しかしシンジは特に機嫌を損ねた風もなく答える。
「パイロットとしてはね。今後は作戦部長補佐として、ここに残ることになったよ。」
「ふーん。」
アスカは機密漏洩防止の措置であろうと考えた。
NERVの持つオーバーテクノロジーを手に入れようと、多くの国家、企業が待ちかまえている第3新東京市の外へ出して危険を増やすよりも、ここでそのまま飼い殺しにすることを選ぶということである。
しかし、確かに表向きはそういう説明がなされてはいたのだが、実際には完委員であるシンジをNERVの組織の外に出してしまうわけにもいかず、やむなくとられた特別措置であった。
どちらにせよシンジがチルドレンでなくなったことは、アスカにすれば自分の地位を脅かす存在がいなくなったことでもあるので、アスカは以前ほどには敵対心を見せていない。
逆に、作戦部長補佐というのも名ばかりで体の良い飼い殺しだろうと思っていたので、心理的に優位に立ったような気分で同情心も沸いてこようというものだろう。
だが、それもシンジの次の一言を聞くまでのことだった。
「ってことだから、今後は僕は君の上司って事になるから。」
「なぁんですって!!」
アスカが目を剥いて怒り出す。
「それってどういうことよ。何でアンタがアタシの上司になるっての?」
てっきり、準軟禁状態になるものと思っていたシンジが、逆に昇格して上司になるなんてことはアスカからすれば許し難いことである。
何故、チルドレンの資格を失ったものがチルドレンよりも上に位置するというのか。
NERVが世界にわずかしか居ないエヴァパイロットに、大した価値を見いだしていないとはさすがに思えない。何かそれなりの理由があるはずである。
「そもそもアンタ何者なのよ。」
それは以前からもアスカの持っていた疑問である。無論、シンジが保管委員会のメンバーであることなどは知る由もない。

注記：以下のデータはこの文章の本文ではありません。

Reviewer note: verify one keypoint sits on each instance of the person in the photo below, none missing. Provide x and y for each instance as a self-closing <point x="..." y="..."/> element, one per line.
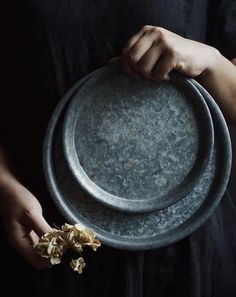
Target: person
<point x="51" y="45"/>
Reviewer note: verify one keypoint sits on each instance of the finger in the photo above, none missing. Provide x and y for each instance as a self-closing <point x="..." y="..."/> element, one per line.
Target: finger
<point x="39" y="224"/>
<point x="115" y="60"/>
<point x="234" y="61"/>
<point x="145" y="42"/>
<point x="148" y="61"/>
<point x="22" y="242"/>
<point x="135" y="38"/>
<point x="163" y="68"/>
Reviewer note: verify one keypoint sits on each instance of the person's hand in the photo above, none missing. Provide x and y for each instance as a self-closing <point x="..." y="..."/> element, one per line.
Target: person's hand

「さあ。でも、自分が何者か知ってる人間なんて本当にいる?」
「あんた、わざととぼけてるでしょ。この間だって・・・」
だが、アスカの追求に対して、シンジはそれ以上のことは話さない。
結局、シンジとアスカが話をしたところで、既に決定事項である事実は動くわけもなく。
こいつの命令など絶対聞くものかと、アスカは反発心を強めるだけだったのではあるが。
終末を導くもの
第14回
NERVに浅間山地震観測所から、浅間山火口で使徒らしきものの反応を観測したとの報が届く。
第一報を受け、まずはミサト以下数人のスタッフが現地へ向かった。
そして、高額な――と言ってもエヴァとは比べものにならないが、それでも資金繰りの厳しいNERVには弁償するには、それなりにきつい額ではある――耐熱耐圧観測機を破壊してまで入手した再観測結果はパターン青。
それは使徒を表す固有波形パターン。
火口内には成長しきっていない蛹状態の使徒が居た。
直ちにA-17指令が発令され、使徒を捕獲すべく初号機と弐号機が浅間山に派遣される。

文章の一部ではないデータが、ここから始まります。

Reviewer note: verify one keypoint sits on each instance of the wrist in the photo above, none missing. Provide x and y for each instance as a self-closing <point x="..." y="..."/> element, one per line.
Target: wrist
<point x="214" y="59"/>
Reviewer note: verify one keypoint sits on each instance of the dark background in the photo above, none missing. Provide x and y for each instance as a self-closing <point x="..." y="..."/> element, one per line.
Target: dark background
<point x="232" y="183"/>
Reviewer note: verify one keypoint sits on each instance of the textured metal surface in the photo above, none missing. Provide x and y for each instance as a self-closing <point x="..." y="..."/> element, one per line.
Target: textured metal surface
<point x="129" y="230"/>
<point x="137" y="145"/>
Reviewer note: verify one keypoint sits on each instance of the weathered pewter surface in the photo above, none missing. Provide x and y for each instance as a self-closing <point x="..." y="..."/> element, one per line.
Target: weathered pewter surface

A-17とは簡単に言うと、使徒対策のためにあらゆる事象に対してNERVが優先権限を持つ体制の発動である。
今までは、只、襲いかかってくる使徒を撃退するしかなかったNERVにとって、初めて攻勢に出ることのできるチャンスであったが、同時にそれは、要らぬ手出しをすることで危険な状態を誘発する可能性も含んでいる。
それゆえ人類補完委員会は今回の作戦に危惧を持つものもかなり居た。
「15年前のあれを忘れたとは言わさんぞ」と。
だが、結局は「虎穴に入らずんば虎児を得ず」のとおり、せっかく発見した使徒の幼生を放置しておくことはできなかった。
作戦の遂行に当たり、火口に潜り使徒の幼生を捕獲すべく潜るのは、耐熱耐圧用であるD型装備の使える制式仕様の弐号機が担当となった。
一方、初号機は火口で待機である。初号機も若干の改造を加えればD型装備が使えないわけでもなかったのだが、今回はその改造の時間も惜しいための配置である。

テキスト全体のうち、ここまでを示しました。